Quick Heal Technologies has released new findings on the rapid spread of fake app fraud across India, highlighting how cybercriminals are increasingly targeting mobile users with advanced deception techniques. According to Seqrite Labs, the company’s malware analysis division, attackers now disguise malicious APK files as legitimate apps to steal data, drain bank accounts and compromise devices.
These apps are commonly shared through phishing links on WhatsApp, SMS and social platforms, and are often designed to mimic banks, delivery services, or government schemes. Many contain embedded spyware, adware or billing exploits that allow attackers to harvest sensitive information and execute financial fraud.
Attackers Now Use AI, Deepfakes and Social Engineering
Seqrite Labs researchers report that fraudsters are deploying a wider set of tactics than before. These include AI-generated five-star reviews to create false legitimacy, deepfake voices to manipulate victims and cloned images of government symbols to bypass suspicion. Quick Heal’s investigation found more than 250 fake dating and social apps circulating in Asia that were specifically designed to extract personal files and authentication data.
Cases of large-scale fraud continue to rise. Apple blocked USD 1.8 billion worth of fraudulent transactions in 2023, while Indian authorities have dismantled scams that used counterfeit crypto-mining apps to steal hundreds of crores from investors. The current wave of attacks relies on social manipulation combined with hidden malicious code, increasing the likelihood of identity theft and ransomware.

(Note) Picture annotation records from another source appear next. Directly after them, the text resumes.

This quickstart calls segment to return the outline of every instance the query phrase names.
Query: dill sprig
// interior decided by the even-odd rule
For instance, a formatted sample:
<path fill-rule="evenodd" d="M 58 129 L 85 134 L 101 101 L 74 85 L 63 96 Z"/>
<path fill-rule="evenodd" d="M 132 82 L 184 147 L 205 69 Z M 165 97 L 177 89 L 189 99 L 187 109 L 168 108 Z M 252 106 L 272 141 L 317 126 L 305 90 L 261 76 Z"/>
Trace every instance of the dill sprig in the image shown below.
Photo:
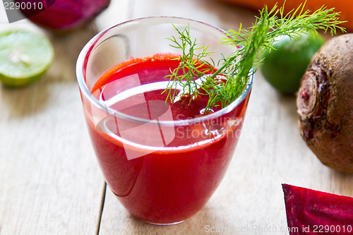
<path fill-rule="evenodd" d="M 219 68 L 215 72 L 213 71 L 214 61 L 211 60 L 211 64 L 205 59 L 210 59 L 208 46 L 198 45 L 196 40 L 191 39 L 189 26 L 183 30 L 174 27 L 179 37 L 169 39 L 174 43 L 171 46 L 183 52 L 179 67 L 171 71 L 167 76 L 169 83 L 164 91 L 168 91 L 167 99 L 174 102 L 180 95 L 176 88 L 181 85 L 181 93 L 189 97 L 190 102 L 198 94 L 209 96 L 206 112 L 218 105 L 223 108 L 241 94 L 261 63 L 259 54 L 265 49 L 273 49 L 277 37 L 287 35 L 292 39 L 300 37 L 301 33 L 318 30 L 329 30 L 332 35 L 337 30 L 345 32 L 345 28 L 339 26 L 343 22 L 339 20 L 340 13 L 334 12 L 334 8 L 323 6 L 311 13 L 304 11 L 304 6 L 305 3 L 300 4 L 285 15 L 284 6 L 277 8 L 276 4 L 270 11 L 265 6 L 249 28 L 242 28 L 241 25 L 238 31 L 228 30 L 227 37 L 222 39 L 222 43 L 239 48 L 218 61 Z M 218 76 L 223 78 L 220 79 Z M 200 78 L 203 78 L 201 85 L 196 81 Z"/>

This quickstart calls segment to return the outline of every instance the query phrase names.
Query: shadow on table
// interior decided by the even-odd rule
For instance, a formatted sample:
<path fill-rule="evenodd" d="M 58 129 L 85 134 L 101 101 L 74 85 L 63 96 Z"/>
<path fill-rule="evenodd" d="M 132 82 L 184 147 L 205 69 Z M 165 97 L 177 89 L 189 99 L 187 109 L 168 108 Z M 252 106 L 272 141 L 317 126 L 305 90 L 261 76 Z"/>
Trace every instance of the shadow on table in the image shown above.
<path fill-rule="evenodd" d="M 55 55 L 52 66 L 44 76 L 25 88 L 0 85 L 0 99 L 9 109 L 10 118 L 20 118 L 44 110 L 53 89 L 58 89 L 54 87 L 56 84 L 76 86 L 77 57 L 83 46 L 97 33 L 92 24 L 64 35 L 49 35 Z M 65 90 L 62 92 L 65 92 Z"/>

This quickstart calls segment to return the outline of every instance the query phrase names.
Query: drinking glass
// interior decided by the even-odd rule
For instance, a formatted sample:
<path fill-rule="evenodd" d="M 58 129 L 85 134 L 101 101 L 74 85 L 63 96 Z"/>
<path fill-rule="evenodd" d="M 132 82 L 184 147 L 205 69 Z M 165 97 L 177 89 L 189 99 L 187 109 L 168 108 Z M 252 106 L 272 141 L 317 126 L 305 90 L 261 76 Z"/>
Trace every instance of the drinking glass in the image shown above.
<path fill-rule="evenodd" d="M 143 95 L 122 107 L 114 101 L 108 105 L 100 99 L 102 90 L 92 88 L 105 71 L 131 58 L 180 54 L 168 38 L 177 38 L 175 28 L 186 27 L 192 40 L 208 45 L 215 61 L 237 49 L 221 43 L 228 36 L 217 27 L 187 18 L 149 17 L 98 33 L 77 61 L 87 126 L 105 181 L 131 214 L 155 224 L 176 224 L 193 215 L 220 183 L 240 135 L 253 76 L 228 106 L 192 119 L 173 119 L 165 100 L 146 100 Z M 113 92 L 126 94 L 145 85 L 139 78 L 116 80 Z M 168 78 L 160 80 L 165 84 Z M 149 118 L 134 115 L 136 109 L 146 110 Z"/>

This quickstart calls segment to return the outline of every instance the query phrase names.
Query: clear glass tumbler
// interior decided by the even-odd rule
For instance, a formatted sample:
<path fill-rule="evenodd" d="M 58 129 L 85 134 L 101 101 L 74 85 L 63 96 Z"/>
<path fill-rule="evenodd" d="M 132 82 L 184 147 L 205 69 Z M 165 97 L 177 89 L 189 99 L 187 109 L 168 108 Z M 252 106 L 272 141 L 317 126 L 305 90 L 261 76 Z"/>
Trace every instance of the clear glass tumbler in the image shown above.
<path fill-rule="evenodd" d="M 148 100 L 143 89 L 149 82 L 143 74 L 116 80 L 111 84 L 114 90 L 104 94 L 94 87 L 107 71 L 131 58 L 180 54 L 167 38 L 178 37 L 174 27 L 181 30 L 186 26 L 193 38 L 215 52 L 215 61 L 237 49 L 221 43 L 225 32 L 213 25 L 150 17 L 98 33 L 77 61 L 84 114 L 105 180 L 130 213 L 156 224 L 176 224 L 196 214 L 220 183 L 240 135 L 253 77 L 240 97 L 225 108 L 193 119 L 175 118 L 165 98 Z M 165 85 L 167 80 L 162 77 L 157 83 Z M 113 98 L 103 100 L 102 94 L 109 92 Z M 116 100 L 129 92 L 139 98 L 119 107 Z M 133 113 L 136 110 L 138 115 Z"/>

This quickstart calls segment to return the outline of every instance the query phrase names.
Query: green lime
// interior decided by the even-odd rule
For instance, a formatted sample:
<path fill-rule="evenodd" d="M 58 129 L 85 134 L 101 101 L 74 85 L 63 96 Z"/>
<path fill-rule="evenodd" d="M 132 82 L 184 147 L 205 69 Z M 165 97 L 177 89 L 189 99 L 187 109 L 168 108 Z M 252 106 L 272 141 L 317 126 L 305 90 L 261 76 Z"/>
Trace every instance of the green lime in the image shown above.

High Vulnerability Across All User Groups
Quick Heal notes that the victims span elderly users, young professionals and enterprises that rely on mobile apps for routine operations. A growing number of blended attacks use psychological triggers, misleading branding and obfuscated code to slip past basic security checks. The firm warns that even familiar apps can be weaponised if downloaded from unofficial links or third-party sites.
Businesses are also exposed. Compromised devices can allow attackers to access enterprise communication channels, customer data and internal credentials, making mobile security a board-level concern.

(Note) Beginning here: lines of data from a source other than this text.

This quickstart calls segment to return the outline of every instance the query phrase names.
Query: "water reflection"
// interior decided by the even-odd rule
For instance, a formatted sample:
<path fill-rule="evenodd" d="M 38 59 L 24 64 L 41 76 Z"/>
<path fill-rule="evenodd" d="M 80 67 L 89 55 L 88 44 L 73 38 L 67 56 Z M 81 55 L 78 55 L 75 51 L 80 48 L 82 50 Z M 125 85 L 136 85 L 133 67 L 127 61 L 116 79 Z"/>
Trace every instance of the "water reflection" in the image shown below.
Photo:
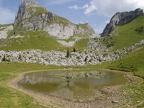
<path fill-rule="evenodd" d="M 121 73 L 37 72 L 25 75 L 20 85 L 26 89 L 70 100 L 95 100 L 101 96 L 98 88 L 126 82 Z"/>

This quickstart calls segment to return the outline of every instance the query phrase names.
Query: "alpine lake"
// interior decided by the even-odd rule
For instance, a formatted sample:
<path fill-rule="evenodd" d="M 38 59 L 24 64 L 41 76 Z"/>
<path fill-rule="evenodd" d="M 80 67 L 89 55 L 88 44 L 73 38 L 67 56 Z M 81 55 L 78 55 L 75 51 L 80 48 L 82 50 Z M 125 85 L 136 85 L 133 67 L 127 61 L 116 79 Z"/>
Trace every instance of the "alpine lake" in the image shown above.
<path fill-rule="evenodd" d="M 99 98 L 100 88 L 126 83 L 123 73 L 103 70 L 27 73 L 18 85 L 24 89 L 71 101 Z"/>

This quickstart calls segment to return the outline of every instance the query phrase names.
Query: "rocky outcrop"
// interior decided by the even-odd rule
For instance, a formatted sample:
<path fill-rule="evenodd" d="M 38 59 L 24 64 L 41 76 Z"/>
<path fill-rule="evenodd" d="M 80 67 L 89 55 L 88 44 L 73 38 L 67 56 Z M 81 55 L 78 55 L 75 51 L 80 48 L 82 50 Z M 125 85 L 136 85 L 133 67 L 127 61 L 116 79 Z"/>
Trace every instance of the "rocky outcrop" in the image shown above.
<path fill-rule="evenodd" d="M 89 24 L 73 24 L 65 18 L 59 17 L 37 2 L 22 1 L 14 22 L 14 32 L 26 30 L 44 30 L 50 36 L 67 39 L 74 34 L 94 34 Z"/>
<path fill-rule="evenodd" d="M 130 12 L 118 12 L 116 13 L 110 20 L 110 22 L 106 25 L 103 33 L 101 34 L 102 37 L 108 36 L 115 28 L 115 26 L 121 26 L 126 23 L 129 23 L 133 19 L 137 18 L 138 16 L 143 14 L 142 9 L 136 9 L 135 11 Z"/>

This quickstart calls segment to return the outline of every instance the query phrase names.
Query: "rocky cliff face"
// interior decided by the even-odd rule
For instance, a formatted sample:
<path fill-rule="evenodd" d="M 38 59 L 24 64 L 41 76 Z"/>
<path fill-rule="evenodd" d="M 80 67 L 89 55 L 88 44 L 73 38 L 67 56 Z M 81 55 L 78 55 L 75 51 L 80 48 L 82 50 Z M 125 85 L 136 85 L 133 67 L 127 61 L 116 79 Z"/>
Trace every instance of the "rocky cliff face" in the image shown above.
<path fill-rule="evenodd" d="M 58 39 L 67 39 L 74 34 L 94 34 L 89 24 L 73 24 L 32 1 L 22 1 L 19 6 L 14 22 L 14 32 L 21 30 L 44 30 Z"/>
<path fill-rule="evenodd" d="M 135 11 L 116 13 L 111 18 L 110 22 L 106 25 L 101 36 L 102 37 L 108 36 L 114 30 L 115 26 L 121 26 L 126 23 L 129 23 L 130 21 L 132 21 L 133 19 L 137 18 L 142 14 L 143 14 L 143 10 L 139 8 L 136 9 Z"/>

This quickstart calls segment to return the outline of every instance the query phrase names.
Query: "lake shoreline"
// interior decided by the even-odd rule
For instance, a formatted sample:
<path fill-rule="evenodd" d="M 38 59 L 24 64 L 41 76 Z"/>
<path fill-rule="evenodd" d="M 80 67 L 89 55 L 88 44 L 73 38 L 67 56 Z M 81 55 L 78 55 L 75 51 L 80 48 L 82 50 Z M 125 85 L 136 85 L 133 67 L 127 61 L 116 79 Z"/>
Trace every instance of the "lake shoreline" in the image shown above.
<path fill-rule="evenodd" d="M 57 69 L 57 70 L 65 70 L 65 69 Z M 69 70 L 69 69 L 66 69 L 66 70 Z M 79 69 L 76 69 L 76 70 L 79 70 Z M 46 70 L 41 70 L 41 71 L 46 71 Z M 108 71 L 110 71 L 110 70 L 108 70 Z M 109 108 L 109 107 L 113 107 L 113 106 L 116 107 L 116 106 L 126 103 L 125 96 L 123 95 L 123 93 L 119 92 L 119 90 L 118 90 L 125 84 L 116 85 L 116 86 L 105 86 L 105 87 L 100 88 L 99 90 L 103 93 L 103 96 L 100 97 L 99 99 L 95 100 L 94 102 L 90 102 L 90 101 L 88 101 L 88 102 L 72 102 L 69 100 L 56 98 L 53 96 L 44 95 L 42 93 L 37 93 L 34 91 L 23 89 L 22 87 L 20 87 L 18 85 L 18 83 L 24 78 L 25 74 L 31 73 L 31 72 L 40 72 L 40 71 L 29 71 L 29 72 L 20 73 L 18 77 L 11 80 L 10 82 L 8 82 L 7 85 L 9 87 L 12 87 L 16 90 L 19 90 L 19 91 L 29 95 L 30 97 L 33 97 L 35 99 L 35 104 L 40 104 L 42 106 L 50 107 L 50 108 L 51 107 L 56 107 L 56 108 L 61 108 L 61 107 L 65 107 L 65 108 L 89 108 L 89 107 L 95 108 L 94 106 L 97 106 L 97 108 L 99 108 L 99 107 Z M 112 70 L 112 72 L 114 72 L 114 71 Z M 115 72 L 117 72 L 117 71 L 115 71 Z M 118 72 L 120 72 L 120 71 L 118 71 Z M 124 72 L 122 72 L 122 73 L 124 73 Z M 128 80 L 128 82 L 126 84 L 132 83 L 134 81 L 131 79 L 130 73 L 124 73 L 124 77 Z"/>

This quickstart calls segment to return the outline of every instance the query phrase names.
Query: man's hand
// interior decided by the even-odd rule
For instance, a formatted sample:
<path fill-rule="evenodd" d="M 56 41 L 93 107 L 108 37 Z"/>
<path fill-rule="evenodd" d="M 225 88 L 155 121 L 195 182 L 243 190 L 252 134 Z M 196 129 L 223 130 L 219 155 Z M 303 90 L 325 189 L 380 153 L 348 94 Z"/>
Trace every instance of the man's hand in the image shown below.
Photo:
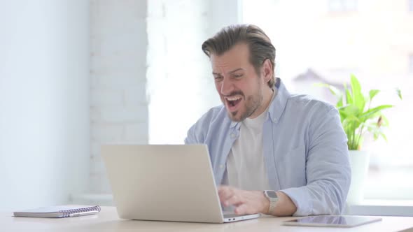
<path fill-rule="evenodd" d="M 246 191 L 222 185 L 218 189 L 218 194 L 223 205 L 234 206 L 234 212 L 238 215 L 268 212 L 270 201 L 262 191 Z"/>

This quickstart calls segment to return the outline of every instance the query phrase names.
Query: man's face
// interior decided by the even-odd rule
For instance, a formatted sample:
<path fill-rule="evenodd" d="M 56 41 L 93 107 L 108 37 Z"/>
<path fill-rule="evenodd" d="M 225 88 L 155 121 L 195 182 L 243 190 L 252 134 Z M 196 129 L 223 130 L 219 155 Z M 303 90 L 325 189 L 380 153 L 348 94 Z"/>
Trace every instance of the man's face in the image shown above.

Recommended Safety Measures
Quick Heal advises users to limit downloads to official app stores and thoroughly inspect developer names, reviews and download counts for inconsistencies. Suspicious links, QR codes and unsolicited APK files should be avoided entirely. Users should keep software updated to access the latest security patches and enable features like Google Play Protect.
If an infection is suspected, Quick Heal recommends immediately switching the device to airplane mode, removing permissions, uninstalling the malicious software and performing a full reset if necessary.
Emerging Defences Through AntiFraud.AI
Quick Heal’s new AntiFraud.AI feature provides real-time detection and blocking of fraudulent apps, phishing websites, UPI scams and fake banking calls. The technology is trained on years of malware analysis, including credential-stealing apps, wormable social-media malware and adware campaigns with millions of downloads.
Quick Heal continues to develop localised, cloud-based and ML-driven defences designed to reduce system resource usage while preventing emerging mobile threats in real time.